In a secret and secure room somewhere in the United States, there is a computer without an internet connection that keeps the ChatGPT source code as if it were a vault. And in that room, in that lost spot in U.S. territory, are the lawyers of one of the most important newspapers on the planet, the New York Times (NYT), with the purpose of determining how OpenAI has used its content to train the most famous AI model in the world.
The investigation is taking place under enormous security measures. It is being done because of the lawsuit that the NYT group, other media outlets, and authors filed against OpenAI for using millions of articles without paying for them. To access this room, lawyers must identify themselves with official documents and cannot enter with phones, USB sticks, or other electronic devices. They are provided with a computer without internet access and word processing software. After each session, the notes taken can be downloaded to another computer and deleted from the original computer.
The lawsuit, led by the Susman Godfrey law firm, seeks to set a legal precedent for training artificial intelligence models. According to NYT lawyers, OpenAI used millions of articles without offering any compensation, and now that content allows the chatbot to replicate entire articles upon user request.
Napster case
The lawsuits filed against OpenAI aim to get part of the economic value generated by Altman's, which is currently valued at 157 billion. For this, Susman Godfrey's (SG) lawyers have compared this case to that of Napster, the music-sharing platform of the 2000s. The NYT's defense assures that OpenAI's case is worse than Napster's because Altman's is not a university project but a company backed by Microsoft that seeks to generate profits.

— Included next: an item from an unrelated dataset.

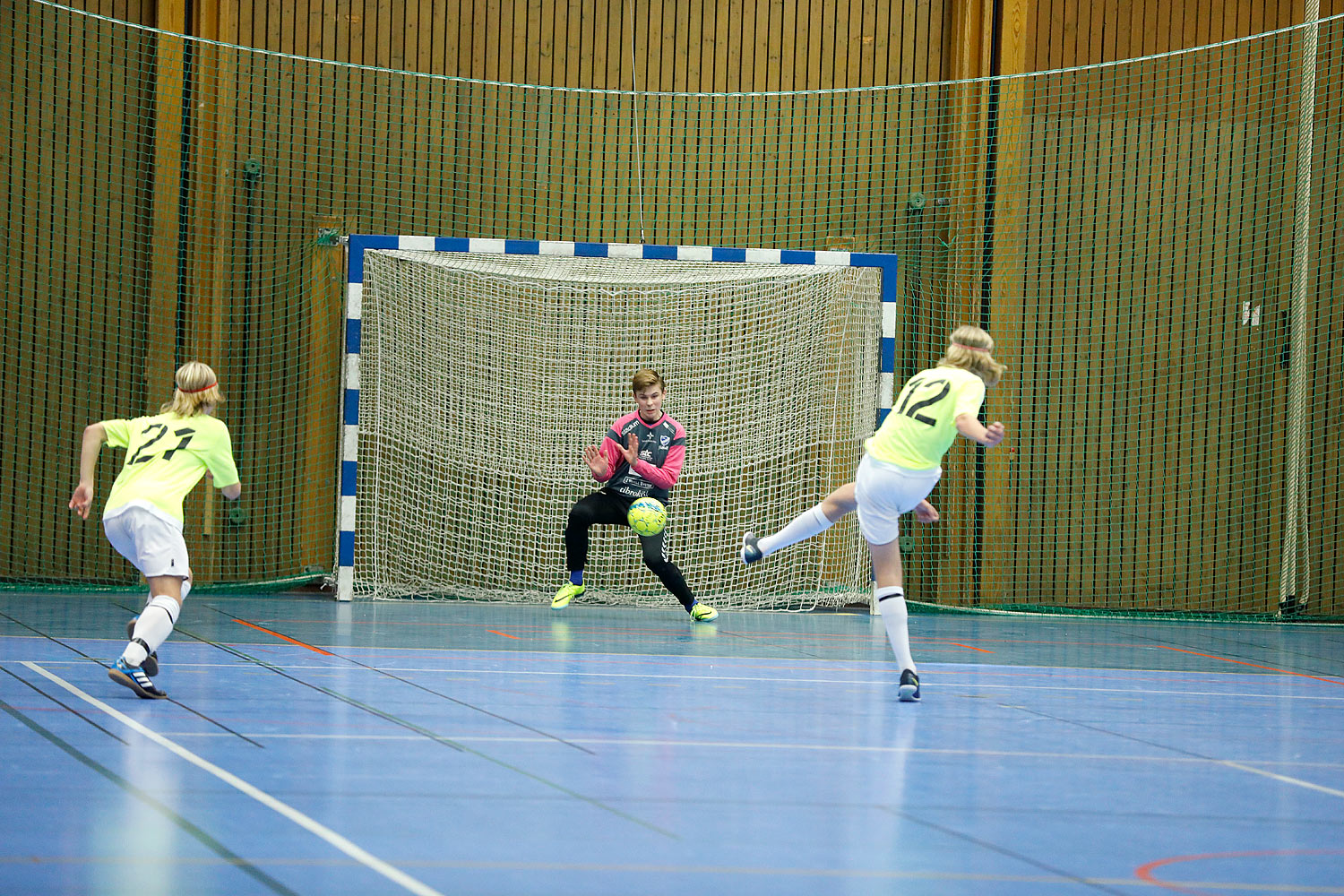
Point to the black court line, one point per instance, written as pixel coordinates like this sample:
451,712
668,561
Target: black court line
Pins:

Justin Nelson, SG's lawyer, alleges that OpenAI has infringed copyright in two ways: first, by using the articles to train its models, and second, by allowing ChatGPT to reproduce entire NYT articles on demand without users paying a subscription to the media outlet.
On the other hand, OpenAI's lawyers assert that using these materials is protected under the "fair use" doctrine, arguing that verbatim reproductions of NYT articles are "highly unusual" and do not represent typical chatbot use.
Thus, the central issue in this dispute is how language models learn from copyrighted content. NYT lawyers are investigating whether ChatGPT's training process constitutes "copying" legally and whether the model's learning sufficiently transforms the original content to disassociate it from its source. It is hoped that the court decisions in this case could set a precedent for regulating AI model training in the United States, especially considering that the country's Congress has not yet weighed in on this area, unlike the European Union.
Implications
The Napster comparison is important because, although Napster was eventually shut down, its legacy spurred the music industry to adopt the streaming model, which now dominates in music, movies, and video games. However, the NYT's lawyers argue that OpenAI, being a sophisticated Microsoft-backed company, has a much more calculated approach than Napster; it is an entity that seeks to exploit protected content for commercial purposes.
This case could reach the U.S. Supreme Court and set an important precedent in the industry. The main question is whether OpenAI's use of protected content can be considered "transformative" and, therefore, protected under the fair use doctrine or whether it is simply copying and profiting from the work of others.